Abstract

Several lines of evidence have previously indicated that the RhD, c, and E blood group antigens are most likely carried by three distinct but homologous red blood cell membrane proteins. To determine whether these polypeptides are encoded by one or several related genes, we have performed Southern blot analysis of genomic DNA prepared from donors of different Rh phenotypes. Using an entire Rh cDNA probe and several exon- specific probes covering the cloned gene from its 5′ to 3′ ends, we have shown that the Rh locus carried by the genome of RhD-positive individuals is composed of two different but strongly related genes of identical general organization whether they expressed the C or c and E or e antigens, and, surprisingly, even when they do not express these epitopes, as in the D-- phenotype.
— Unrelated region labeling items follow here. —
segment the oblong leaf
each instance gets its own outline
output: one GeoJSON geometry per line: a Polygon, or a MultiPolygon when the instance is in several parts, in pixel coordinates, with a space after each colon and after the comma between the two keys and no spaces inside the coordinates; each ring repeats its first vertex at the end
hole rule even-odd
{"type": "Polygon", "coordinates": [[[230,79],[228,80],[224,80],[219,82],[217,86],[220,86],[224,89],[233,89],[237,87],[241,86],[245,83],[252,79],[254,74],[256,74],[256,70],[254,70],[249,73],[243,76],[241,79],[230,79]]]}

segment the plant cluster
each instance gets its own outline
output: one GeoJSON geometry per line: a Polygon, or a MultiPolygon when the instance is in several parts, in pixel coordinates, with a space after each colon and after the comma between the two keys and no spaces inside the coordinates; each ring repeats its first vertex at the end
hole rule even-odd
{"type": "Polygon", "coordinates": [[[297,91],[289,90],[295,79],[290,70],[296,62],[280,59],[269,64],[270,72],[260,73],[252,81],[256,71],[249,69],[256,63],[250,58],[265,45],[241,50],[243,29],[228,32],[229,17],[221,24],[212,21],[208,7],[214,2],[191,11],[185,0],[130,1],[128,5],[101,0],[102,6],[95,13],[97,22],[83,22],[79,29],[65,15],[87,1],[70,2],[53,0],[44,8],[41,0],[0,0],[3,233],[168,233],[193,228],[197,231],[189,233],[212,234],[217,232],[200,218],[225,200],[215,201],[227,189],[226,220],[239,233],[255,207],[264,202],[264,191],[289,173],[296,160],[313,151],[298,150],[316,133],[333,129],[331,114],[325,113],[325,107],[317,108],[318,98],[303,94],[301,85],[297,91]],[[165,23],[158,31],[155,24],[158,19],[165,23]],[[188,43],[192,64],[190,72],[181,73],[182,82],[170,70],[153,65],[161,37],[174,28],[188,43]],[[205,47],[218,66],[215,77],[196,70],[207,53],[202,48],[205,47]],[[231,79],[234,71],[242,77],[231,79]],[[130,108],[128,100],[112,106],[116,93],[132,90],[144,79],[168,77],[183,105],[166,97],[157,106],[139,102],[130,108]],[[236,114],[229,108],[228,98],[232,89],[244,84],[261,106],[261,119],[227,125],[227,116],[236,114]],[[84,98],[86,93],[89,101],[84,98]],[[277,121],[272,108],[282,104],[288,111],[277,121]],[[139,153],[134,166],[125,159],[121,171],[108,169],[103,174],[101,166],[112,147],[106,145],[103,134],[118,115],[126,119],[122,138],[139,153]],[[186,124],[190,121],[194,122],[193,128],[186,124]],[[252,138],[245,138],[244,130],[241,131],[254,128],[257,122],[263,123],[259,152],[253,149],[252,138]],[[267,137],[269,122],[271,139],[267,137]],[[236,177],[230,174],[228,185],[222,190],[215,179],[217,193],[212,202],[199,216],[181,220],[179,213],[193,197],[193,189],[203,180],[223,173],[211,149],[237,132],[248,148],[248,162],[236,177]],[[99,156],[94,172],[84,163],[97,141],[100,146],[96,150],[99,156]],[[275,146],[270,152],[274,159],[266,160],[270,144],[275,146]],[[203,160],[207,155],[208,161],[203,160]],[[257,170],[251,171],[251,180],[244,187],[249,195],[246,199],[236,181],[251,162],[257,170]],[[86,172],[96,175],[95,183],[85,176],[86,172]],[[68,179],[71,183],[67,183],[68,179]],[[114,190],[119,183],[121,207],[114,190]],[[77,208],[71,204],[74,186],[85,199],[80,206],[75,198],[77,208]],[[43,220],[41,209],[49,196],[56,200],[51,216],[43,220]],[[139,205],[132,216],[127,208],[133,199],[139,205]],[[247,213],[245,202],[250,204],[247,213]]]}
The only antigenic variation found to be associated with a consistent genomic polymorphism corresponded to the RhD-positive/RhD-negative phenotypes. Indeed, one of the two Rh genes was completely lacking when the genomes of several unrelated RhD- negative donors were analyzed. From the present study we conclude that one of the two genes of the Rh locus encodes the RhC/c and RhE/e polypeptides while the other encodes the RhD protein. The absence of any D gene and of its postulated allelic form d in the RhD-negative genome explains finally why no Rhd antigen has ever been shown.